I’d hoped that with fresh characters not tied into the same old loops, some
of that might come back. Nope. The plot, as it has with newer Plum books, is
silly and oddly lacking in either real danger or rational sense. Some weird things happen. Our leads roll with it while complaining
about their ineptitude and picking up wacky sidekicks. Offbeat characters take up way too much
time. The end is super abrupt and not
all that well thought out. The mystery is in no way, shape or even pro forma, mysterious. And the treasure
hunt plot line means she intends to write at least 8 of these. Goody. The only remaining question is just how insane am I prepared to be?
The
Ugly:
C-
Now, I’m the girl typically championing LESS icky
sex in books shelved in PNR, but for some reason, this one felt ½ assed because
it got squeamish about the icky sex. The
premise is that of an assassin sent by her vamp master (yes, literally) to kill
a healer. You do the romantic triangle math,
trust me, you’ll get it right. The twist
is that she’s been forced to drink her master’s orgasm inducing and highly
addictive blood. Yep, you read that
right.
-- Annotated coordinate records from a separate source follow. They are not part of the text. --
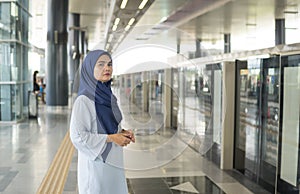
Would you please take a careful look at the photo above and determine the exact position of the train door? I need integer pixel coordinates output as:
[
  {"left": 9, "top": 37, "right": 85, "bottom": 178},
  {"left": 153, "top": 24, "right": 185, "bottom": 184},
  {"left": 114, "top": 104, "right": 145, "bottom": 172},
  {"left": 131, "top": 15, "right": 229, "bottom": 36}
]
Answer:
[
  {"left": 234, "top": 56, "right": 279, "bottom": 192},
  {"left": 277, "top": 55, "right": 300, "bottom": 194}
]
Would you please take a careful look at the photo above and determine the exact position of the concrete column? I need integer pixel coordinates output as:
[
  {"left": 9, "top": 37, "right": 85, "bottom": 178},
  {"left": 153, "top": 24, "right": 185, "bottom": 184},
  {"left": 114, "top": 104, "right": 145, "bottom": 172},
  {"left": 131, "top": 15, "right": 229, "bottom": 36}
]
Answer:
[
  {"left": 224, "top": 34, "right": 231, "bottom": 53},
  {"left": 68, "top": 13, "right": 80, "bottom": 92},
  {"left": 162, "top": 69, "right": 172, "bottom": 128},
  {"left": 46, "top": 0, "right": 69, "bottom": 106},
  {"left": 220, "top": 62, "right": 235, "bottom": 169},
  {"left": 195, "top": 39, "right": 201, "bottom": 58},
  {"left": 142, "top": 72, "right": 149, "bottom": 112},
  {"left": 275, "top": 19, "right": 285, "bottom": 45}
]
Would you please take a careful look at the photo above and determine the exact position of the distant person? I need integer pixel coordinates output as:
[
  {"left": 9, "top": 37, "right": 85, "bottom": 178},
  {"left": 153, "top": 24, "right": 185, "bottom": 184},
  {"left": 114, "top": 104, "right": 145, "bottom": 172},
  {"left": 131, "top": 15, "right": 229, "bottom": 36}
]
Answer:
[
  {"left": 70, "top": 50, "right": 135, "bottom": 194},
  {"left": 32, "top": 71, "right": 40, "bottom": 93}
]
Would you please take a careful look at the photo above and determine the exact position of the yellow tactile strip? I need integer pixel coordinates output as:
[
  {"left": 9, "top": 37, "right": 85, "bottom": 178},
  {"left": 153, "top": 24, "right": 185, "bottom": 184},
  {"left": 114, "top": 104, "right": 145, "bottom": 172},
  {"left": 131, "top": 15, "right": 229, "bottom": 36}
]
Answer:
[{"left": 37, "top": 131, "right": 74, "bottom": 194}]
But the weird thing is that the
author tiptoes around the slavery, the pain/pleasure problem, and the dynamic
of the relationship any of which might have saved this from being more than
just a disturbing sidebar distraction.
The author lacked to balls to go all in, and in return got a result that’s
lackluster despite the brisk plot.
Warning: this is a heavier dose of religion than I will normally put up
with. The templars factor in and god gets
sort of a walk on role a few times.
Overall, it was interesting plot, plus tired plot tropes, plus cardboard
characters, plus whiplash plot switches only the CW could love, plus awkward sex(ish) scenes held all together with
bubblegum and a novena. Will I get the
next one? I will not.
A
note on Grading: on my Scale A=I might buy the hardback; B=pay trade cover
price; C=get it used or from the bargain bin; D=used if you’re in to self
flagellation; F=what, are you stupid?